Honestly silence is overrated BS lol.
It just seems ill advised to want to put something like 'silence' on a pedestal if you have tinnitus. I think you're basically hindering your ability to adapt to a certain degree, making habituation a bit more harder with that kind of mindset (wanting silence). Gotta change that mindset if you want to put yourself in the best position to adapt to tinnitus IMO.
 
Glad you're doing much better, @AnthonyMcDonald. Being more stable can sure go a long way in improving quality of life. Really cool to hear that you're doing more 'normal' things now after the immense struggles and difficulties you went through those past 2 years.

It just seems ill advised to want to put something like 'silence' on a pedestal if you have tinnitus. I think you're basically hindering your ability to adapt to a certain degree, making habituation a bit more harder with that kind of mindset (wanting silence). Gotta change that mindset if you want to put yourself in the best position to adapt to tinnitus IMO.

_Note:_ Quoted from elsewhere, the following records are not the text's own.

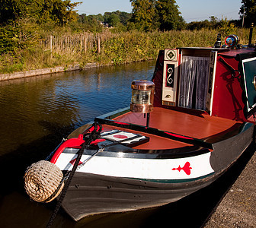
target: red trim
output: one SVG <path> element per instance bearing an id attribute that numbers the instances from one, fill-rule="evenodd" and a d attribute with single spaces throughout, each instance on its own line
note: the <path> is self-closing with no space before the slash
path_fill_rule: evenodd
<path id="1" fill-rule="evenodd" d="M 83 140 L 83 135 L 79 135 L 78 138 L 70 138 L 63 142 L 54 153 L 50 162 L 55 164 L 59 157 L 59 155 L 63 152 L 66 147 L 80 147 L 82 144 L 85 142 Z"/>
<path id="2" fill-rule="evenodd" d="M 104 139 L 104 138 L 96 139 L 96 140 L 93 141 L 91 143 L 91 144 L 97 145 L 99 142 L 104 141 L 106 141 L 106 140 Z"/>
<path id="3" fill-rule="evenodd" d="M 171 135 L 171 136 L 180 138 L 194 140 L 194 138 L 189 138 L 189 137 L 186 137 L 186 136 L 183 136 L 183 135 L 177 135 L 177 134 L 174 134 L 174 133 L 170 133 L 170 132 L 167 132 L 167 131 L 165 131 L 165 133 L 167 134 L 167 135 Z"/>
<path id="4" fill-rule="evenodd" d="M 114 121 L 114 123 L 117 125 L 129 125 L 130 123 L 123 122 L 117 122 L 117 121 Z"/>

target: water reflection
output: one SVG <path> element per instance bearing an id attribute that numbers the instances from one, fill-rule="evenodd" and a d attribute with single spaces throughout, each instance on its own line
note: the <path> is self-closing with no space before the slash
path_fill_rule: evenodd
<path id="1" fill-rule="evenodd" d="M 129 106 L 132 81 L 150 79 L 154 67 L 139 62 L 0 82 L 1 227 L 45 227 L 54 203 L 30 201 L 26 167 L 77 127 Z M 61 212 L 56 223 L 81 226 Z"/>
<path id="2" fill-rule="evenodd" d="M 23 185 L 26 167 L 46 158 L 76 127 L 127 106 L 131 81 L 150 79 L 154 66 L 141 62 L 0 82 L 0 227 L 46 226 L 55 201 L 29 200 Z M 200 227 L 254 150 L 249 148 L 217 182 L 174 204 L 78 223 L 60 211 L 53 227 Z"/>
<path id="3" fill-rule="evenodd" d="M 129 106 L 131 81 L 150 79 L 154 66 L 141 62 L 0 82 L 0 155 L 52 133 L 46 122 L 75 128 Z"/>

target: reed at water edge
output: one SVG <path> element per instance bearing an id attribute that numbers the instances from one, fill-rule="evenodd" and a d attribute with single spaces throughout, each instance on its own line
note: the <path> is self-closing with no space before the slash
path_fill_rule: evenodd
<path id="1" fill-rule="evenodd" d="M 0 73 L 76 64 L 82 67 L 92 62 L 104 65 L 153 59 L 158 51 L 165 48 L 213 46 L 219 33 L 218 30 L 202 29 L 112 33 L 106 30 L 101 33 L 45 34 L 28 49 L 18 49 L 14 54 L 2 54 Z M 222 43 L 224 44 L 225 36 L 231 34 L 222 33 Z M 234 28 L 232 33 L 239 37 L 241 44 L 248 44 L 249 29 Z M 255 40 L 252 43 L 255 43 Z"/>

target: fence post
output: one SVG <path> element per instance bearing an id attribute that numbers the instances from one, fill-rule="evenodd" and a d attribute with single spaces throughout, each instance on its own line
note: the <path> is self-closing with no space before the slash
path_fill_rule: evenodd
<path id="1" fill-rule="evenodd" d="M 101 53 L 101 38 L 98 37 L 98 53 Z"/>
<path id="2" fill-rule="evenodd" d="M 87 36 L 85 37 L 85 52 L 87 52 Z"/>
<path id="3" fill-rule="evenodd" d="M 53 36 L 52 35 L 50 36 L 50 52 L 52 52 L 52 50 L 53 50 Z"/>

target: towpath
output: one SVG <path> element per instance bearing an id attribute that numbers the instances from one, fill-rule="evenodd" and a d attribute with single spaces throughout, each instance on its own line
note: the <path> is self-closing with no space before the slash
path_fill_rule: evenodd
<path id="1" fill-rule="evenodd" d="M 256 227 L 256 153 L 203 227 Z"/>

Agreed. People scream and cry about silence, but life isn't so bad with brain hell as long as it's stable. Hopefully Dr. Shore's device will reduce it even further.
 
Agreed. People scream and cry about silence, but life isn't so bad with brain hell as long as it's stable. Hopefully Dr. Shore's device will reduce it even further.
I agree here. What's made habituation hard for me after a worsening in February 22 is the instability rather than loudness. That added to the extreme sound reactive nature of the tinnitus, I've still not fully habituated. You are right about silence being unimportant though, although it would still be welcome.